Rozważanie Jana Pawła II przed modlitwą Anioł Pański - 26 lutego 1995 r.

publikacja 15.04.2006 12:13

1. Spośród kobiet, które służyły sprawie pokoju, pragnę przypomnieć dziś "męczenniczkę" naszego stulecia, którą ja sam wyniosłem z radością do chwały ołtarzy w 1987 r.: mam na myśli karmelitankę Edytę Stein.

Została zamordowana, podobnie jak tyle innych ofiar nazistowskiego okrucieństwa, w obozie w Oświęcimiu. Dla niej - Żydówki wychowanej w tradycjach ojców - wybór Ewangelii, którego dokonała po niełatwych poszukiwaniach, nie oznaczał odrzucenia własnych korzeni kulturowych i religijnych. Chrystus, którego poznała idąc śladami św. Teresy z Avili, pomógł jej raczej w głębszym odczytaniu historii swego narodu. Wpatrzona w Odkupiciela, nauczyła się mądrości Krzyża, która uzdolniła ją do nowej solidarności z cierpieniami braci.

Zjednoczyć się z cierpieniem Boga-Człowieka, oddając życie za swój naród - to stało się jej największym pragnieniem. Przyjęła deportację do obozu i perspektywę "męczeństwa" z głęboką świadomością, że idzie "na śmierć za swój lud". Jej ofiara jest wołaniem o pokój, jest służbą pokojowi.
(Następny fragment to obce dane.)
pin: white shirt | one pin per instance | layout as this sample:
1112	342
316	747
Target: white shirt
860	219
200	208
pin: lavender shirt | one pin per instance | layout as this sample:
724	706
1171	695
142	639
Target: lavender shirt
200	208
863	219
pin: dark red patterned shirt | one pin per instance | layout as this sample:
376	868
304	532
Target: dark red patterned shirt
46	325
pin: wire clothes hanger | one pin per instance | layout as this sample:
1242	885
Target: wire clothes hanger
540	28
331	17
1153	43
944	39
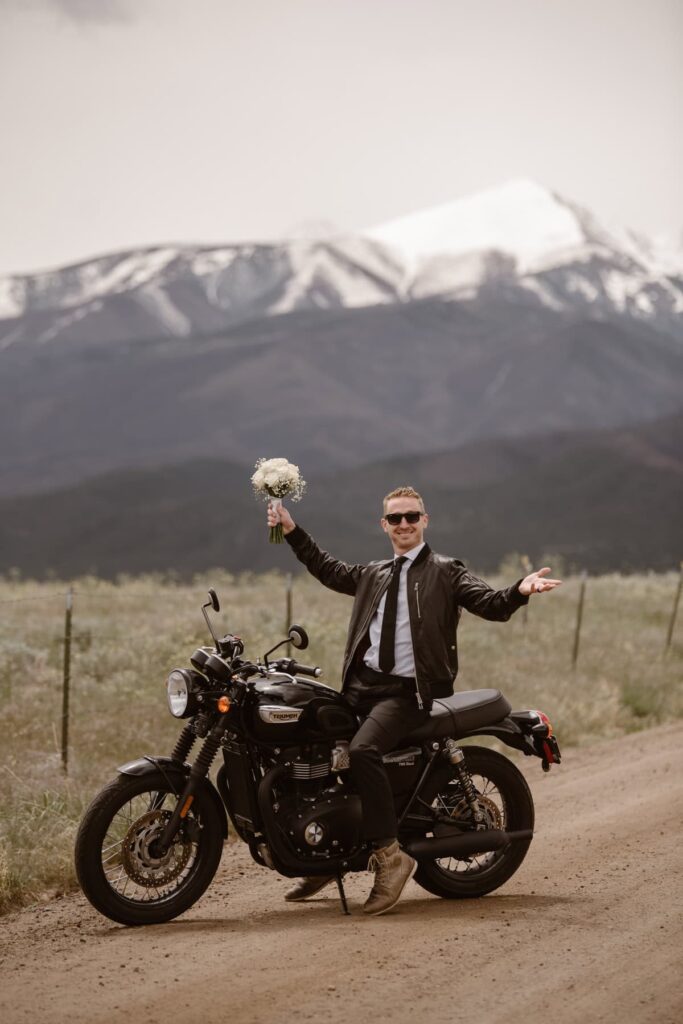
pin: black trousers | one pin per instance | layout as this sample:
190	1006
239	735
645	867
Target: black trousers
386	721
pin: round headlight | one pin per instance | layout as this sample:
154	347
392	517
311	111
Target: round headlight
177	692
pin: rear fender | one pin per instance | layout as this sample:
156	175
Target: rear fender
525	731
176	775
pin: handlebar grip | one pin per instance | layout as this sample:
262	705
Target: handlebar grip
306	670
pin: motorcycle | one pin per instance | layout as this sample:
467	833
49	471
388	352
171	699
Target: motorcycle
151	842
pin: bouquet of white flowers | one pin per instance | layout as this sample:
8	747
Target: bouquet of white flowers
274	479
2. Edyta Stein położyła też wielkie zasługi na polu promocji kobiety. W Orędziu na Światowy Dzień Pokoju napisałem, że budowa pokoju "musi (...) obejmować uznanie i promocję osobowej godności kobiet" (n. 4). Edyta Stein odegrała wybitną rolę właśnie w tej dziedzinie, prowadząc wieloletnią działalność, jeszcze przed wstąpieniem do klasztoru, na rzecz przyznania kobietom wszystkich praw należnych każdej ludzkiej istocie oraz szczególnych praw wynikających z ich kobiecości. Mówiąc o kobiecie, nie wahała się podkreślać jej powołania jako "żony i matki", ale zwracała też uwagę na jej rolę we wszystkich dziedzinach żyda kulturalnego i społecznego. Sama była kobietą aktywną, zyskując uznanie jako naukowiec, wykładowca, nauczyciel. Była też ceniona jako myślicielka, umiejąca mądrze i rozważnie wykorzystywać dorobek współczesnej filozofii w poszukiwaniu "całej prawdy o rzeczach", w nieustannym dążeniu do pogodzenia wymogów rozumu i wiary.
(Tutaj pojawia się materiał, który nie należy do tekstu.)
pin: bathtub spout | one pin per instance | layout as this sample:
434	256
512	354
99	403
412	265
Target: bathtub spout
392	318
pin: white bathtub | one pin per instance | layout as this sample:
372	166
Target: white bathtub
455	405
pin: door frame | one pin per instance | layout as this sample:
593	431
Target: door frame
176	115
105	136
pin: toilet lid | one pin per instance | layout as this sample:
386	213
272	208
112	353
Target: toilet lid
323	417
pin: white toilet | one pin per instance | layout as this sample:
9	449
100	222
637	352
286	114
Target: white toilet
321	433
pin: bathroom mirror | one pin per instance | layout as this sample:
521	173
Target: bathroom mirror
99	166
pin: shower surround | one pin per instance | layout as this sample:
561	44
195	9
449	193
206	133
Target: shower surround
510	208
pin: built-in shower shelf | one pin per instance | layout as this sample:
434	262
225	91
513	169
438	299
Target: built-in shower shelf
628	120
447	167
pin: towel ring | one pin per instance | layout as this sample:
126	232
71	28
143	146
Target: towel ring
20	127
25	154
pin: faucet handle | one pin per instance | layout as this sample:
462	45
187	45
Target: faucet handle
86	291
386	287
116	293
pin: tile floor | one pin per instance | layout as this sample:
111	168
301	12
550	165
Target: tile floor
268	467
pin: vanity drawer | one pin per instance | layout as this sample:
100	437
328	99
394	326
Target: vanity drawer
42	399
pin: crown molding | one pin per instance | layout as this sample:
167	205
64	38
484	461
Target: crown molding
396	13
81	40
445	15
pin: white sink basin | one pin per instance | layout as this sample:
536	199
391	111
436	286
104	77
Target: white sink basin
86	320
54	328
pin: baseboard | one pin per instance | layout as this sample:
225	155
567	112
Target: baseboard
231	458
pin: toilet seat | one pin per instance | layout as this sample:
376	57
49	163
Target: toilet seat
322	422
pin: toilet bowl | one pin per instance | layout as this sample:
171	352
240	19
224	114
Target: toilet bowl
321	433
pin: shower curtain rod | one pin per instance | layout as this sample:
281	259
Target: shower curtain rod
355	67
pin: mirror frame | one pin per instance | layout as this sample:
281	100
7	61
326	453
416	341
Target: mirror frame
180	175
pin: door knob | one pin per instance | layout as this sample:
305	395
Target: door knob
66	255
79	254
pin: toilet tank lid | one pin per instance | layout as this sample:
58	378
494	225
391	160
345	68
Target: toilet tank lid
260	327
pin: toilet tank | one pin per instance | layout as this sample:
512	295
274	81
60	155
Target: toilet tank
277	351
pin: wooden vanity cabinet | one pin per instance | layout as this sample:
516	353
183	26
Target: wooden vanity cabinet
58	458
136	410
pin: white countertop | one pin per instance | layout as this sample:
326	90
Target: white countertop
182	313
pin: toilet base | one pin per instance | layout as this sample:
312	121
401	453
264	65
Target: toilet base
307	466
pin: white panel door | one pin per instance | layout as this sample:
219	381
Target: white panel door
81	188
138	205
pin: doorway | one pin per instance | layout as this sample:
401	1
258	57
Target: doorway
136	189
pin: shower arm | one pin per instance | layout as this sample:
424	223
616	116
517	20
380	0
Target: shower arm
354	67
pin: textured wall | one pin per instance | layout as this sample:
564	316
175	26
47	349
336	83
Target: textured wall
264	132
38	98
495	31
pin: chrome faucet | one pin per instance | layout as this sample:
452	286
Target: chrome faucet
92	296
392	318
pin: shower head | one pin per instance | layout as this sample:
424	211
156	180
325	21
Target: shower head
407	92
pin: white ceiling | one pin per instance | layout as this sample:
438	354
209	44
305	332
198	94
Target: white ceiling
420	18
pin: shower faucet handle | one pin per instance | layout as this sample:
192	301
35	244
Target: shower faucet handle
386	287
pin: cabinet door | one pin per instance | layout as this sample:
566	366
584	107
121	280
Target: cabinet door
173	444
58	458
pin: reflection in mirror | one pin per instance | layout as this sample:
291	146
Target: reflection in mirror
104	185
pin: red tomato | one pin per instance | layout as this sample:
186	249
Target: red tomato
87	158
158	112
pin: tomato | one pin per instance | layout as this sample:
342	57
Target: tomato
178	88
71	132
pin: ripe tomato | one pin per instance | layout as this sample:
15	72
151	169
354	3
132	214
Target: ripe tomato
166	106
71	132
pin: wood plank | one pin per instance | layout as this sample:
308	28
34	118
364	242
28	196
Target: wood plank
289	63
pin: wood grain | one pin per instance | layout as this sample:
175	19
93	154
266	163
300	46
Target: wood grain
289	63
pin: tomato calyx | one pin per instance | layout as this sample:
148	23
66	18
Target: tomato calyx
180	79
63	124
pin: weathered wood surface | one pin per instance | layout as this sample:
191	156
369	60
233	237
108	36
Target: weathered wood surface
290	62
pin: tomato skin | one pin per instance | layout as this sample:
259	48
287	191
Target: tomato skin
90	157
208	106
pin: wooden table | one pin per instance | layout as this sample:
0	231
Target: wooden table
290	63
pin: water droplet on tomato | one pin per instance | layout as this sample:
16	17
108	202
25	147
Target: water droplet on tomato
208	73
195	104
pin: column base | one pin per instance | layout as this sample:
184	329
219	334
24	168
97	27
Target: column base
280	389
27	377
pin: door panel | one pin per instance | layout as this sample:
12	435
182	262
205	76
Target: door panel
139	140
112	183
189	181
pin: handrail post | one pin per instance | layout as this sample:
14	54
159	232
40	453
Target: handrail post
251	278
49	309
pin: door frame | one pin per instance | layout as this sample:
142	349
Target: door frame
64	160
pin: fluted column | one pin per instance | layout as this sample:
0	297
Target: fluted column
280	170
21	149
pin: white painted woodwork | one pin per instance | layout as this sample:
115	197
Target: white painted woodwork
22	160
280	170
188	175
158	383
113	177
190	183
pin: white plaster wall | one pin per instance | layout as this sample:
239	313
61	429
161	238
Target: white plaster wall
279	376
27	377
3. Pragniemy dziś zawierzyć Najświętszej Maryi Pannie przede wszystkim sprawę zgody i pokoju między wyznawcami różnych religii: Bóg jest miłością i ze swej natury jednoczy, a nie dzieli tych, którzy w Niego wierzą. Zwłaszcza Żydzi i chrześcijanie nie mogą zapominać o swoim szczególnym braterstwie, zakorzenionym w opatrznościowym zamyśle Boga, który kształtuje ich historię.

Maryjo, Córo Syjonu i Matko Kościoła, módl się za nami!